ROME
-- Le Sommet de la planète Terre, organisé à
Rio de Janeiro en 1992, a défié le secteur agricole de
résoudre les problèmes écologiques, tels que la
dégradation des terres, la pollution chimique et la perte
des ressources génétiques. La FAO s'est employée à
intégrer le principe de durabilité au développement mondial du
secteur alimentaire et agricole.
Lorsque
le Sommet mondial du développement durable débutera à
Johannesburg (Afrique du Sud) le 26 août, une délégation de la
FAO, dirigée par le Directeur général Jacques Diouf, demandera
que des efforts supplémentaires soient déployés pour réduire la
pauvreté et parvenir à la sécurité alimentaire grâce à
l'utilisation rationnelle des ressources naturelles.
Jacques Paul Eckebil, Sous-directeur général du Département du
développement durable de l'Organisation, présente la
situation:
Quel sera le
message de la FAO lors du Sommet mondial du développement
durable?
Nous avons trois
messages interdépendants. Le premier est que l'agriculture
et l'environnement sont intimement liés. Par exemple,
l'agriculture utilise 70 pour cent de la totalité de
l'eau douce disponible au monde, et il est impossible de
gérer la planète de manière durable sans en tenir compte.

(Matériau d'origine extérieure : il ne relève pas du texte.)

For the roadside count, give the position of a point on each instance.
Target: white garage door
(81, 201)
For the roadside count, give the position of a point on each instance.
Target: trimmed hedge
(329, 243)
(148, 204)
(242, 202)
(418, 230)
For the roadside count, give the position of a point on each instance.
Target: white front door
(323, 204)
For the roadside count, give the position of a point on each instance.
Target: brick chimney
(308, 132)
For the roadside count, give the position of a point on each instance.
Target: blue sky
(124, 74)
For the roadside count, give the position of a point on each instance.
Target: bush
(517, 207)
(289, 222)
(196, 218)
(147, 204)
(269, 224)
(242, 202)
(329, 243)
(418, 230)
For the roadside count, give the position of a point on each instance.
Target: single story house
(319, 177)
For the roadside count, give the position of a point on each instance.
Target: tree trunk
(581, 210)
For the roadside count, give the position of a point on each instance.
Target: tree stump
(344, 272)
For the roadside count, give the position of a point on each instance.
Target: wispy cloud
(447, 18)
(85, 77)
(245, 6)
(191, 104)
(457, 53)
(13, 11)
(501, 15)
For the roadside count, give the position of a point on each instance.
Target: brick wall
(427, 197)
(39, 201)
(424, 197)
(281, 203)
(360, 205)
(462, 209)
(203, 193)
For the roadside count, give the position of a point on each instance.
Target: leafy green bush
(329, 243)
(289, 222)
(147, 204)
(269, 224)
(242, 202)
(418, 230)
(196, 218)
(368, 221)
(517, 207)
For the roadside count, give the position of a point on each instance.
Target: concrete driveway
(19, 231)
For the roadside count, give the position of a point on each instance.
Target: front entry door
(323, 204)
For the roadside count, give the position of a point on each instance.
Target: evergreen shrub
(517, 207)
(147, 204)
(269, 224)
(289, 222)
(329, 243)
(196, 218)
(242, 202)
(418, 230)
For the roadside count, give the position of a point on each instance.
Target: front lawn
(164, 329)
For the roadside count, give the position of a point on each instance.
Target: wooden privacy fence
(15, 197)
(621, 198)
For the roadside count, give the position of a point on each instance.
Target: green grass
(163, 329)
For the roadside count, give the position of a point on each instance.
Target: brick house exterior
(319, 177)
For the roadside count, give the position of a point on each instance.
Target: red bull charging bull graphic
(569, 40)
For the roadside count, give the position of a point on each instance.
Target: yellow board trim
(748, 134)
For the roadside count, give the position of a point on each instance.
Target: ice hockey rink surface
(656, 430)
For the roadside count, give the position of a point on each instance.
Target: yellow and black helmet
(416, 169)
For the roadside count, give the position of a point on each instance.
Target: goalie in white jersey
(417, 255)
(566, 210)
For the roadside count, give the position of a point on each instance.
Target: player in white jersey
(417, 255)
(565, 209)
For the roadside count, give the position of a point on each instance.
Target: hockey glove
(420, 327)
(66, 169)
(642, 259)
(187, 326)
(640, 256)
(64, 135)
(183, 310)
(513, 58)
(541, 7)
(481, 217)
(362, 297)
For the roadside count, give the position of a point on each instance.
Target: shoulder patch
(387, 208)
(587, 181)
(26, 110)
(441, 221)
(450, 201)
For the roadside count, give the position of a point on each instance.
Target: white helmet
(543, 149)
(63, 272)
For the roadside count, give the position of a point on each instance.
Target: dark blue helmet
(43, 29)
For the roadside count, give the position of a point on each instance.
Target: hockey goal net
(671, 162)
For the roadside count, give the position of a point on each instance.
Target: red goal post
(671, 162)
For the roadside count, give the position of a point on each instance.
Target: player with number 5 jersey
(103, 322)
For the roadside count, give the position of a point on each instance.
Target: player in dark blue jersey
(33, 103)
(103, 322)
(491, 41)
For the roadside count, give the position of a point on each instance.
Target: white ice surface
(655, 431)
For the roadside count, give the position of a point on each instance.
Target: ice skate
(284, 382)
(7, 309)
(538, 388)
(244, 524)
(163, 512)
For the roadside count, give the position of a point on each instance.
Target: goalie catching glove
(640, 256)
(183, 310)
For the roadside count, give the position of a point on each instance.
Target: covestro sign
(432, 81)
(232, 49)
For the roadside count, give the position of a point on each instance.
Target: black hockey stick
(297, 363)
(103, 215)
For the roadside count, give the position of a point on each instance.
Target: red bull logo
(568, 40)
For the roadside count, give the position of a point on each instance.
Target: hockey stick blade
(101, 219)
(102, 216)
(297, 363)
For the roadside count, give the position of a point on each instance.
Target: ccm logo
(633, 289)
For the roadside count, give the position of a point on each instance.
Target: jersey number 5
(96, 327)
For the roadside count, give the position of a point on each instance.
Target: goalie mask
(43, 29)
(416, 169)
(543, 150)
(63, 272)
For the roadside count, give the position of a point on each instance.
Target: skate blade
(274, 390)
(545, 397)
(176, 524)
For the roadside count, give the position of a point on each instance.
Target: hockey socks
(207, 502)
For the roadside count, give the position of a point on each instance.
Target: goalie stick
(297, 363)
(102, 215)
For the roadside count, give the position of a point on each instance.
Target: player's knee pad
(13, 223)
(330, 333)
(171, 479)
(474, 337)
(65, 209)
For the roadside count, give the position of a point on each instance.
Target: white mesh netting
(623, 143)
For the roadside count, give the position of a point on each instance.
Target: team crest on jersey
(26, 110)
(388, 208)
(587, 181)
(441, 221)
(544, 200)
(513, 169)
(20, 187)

Le second est qu'une forte
détermination politique et un large soutien public sont des
conditions préalables pour faire reculer la faim et obtenir une
agriculture et un développement rural durables. Le troisième est
que la lutte contre la faim, à terme, exige plus de capitaux et
de ressources humaines que n'en ont à leur disposition les
pays à faible revenu. Le Sommet de Johannesburg doit susciter
un effort général pour mobiliser les ressources nécessaires.
Selon vous, quels seront les
résultats du Sommet?
J'ai
assisté à la fondation du principe de durabilité, puis à son
intégration dans les activités de la FAO, à partir du Sommet de
Rio en 1992. Ce nouveau concept a évolué en très peu de temps.
Le Sommet de Johannesburg, qui rassemblera certaines des
personnalités publiques et privées les plus puissantes et les
plus influentes, accélèrera le rythme du changement.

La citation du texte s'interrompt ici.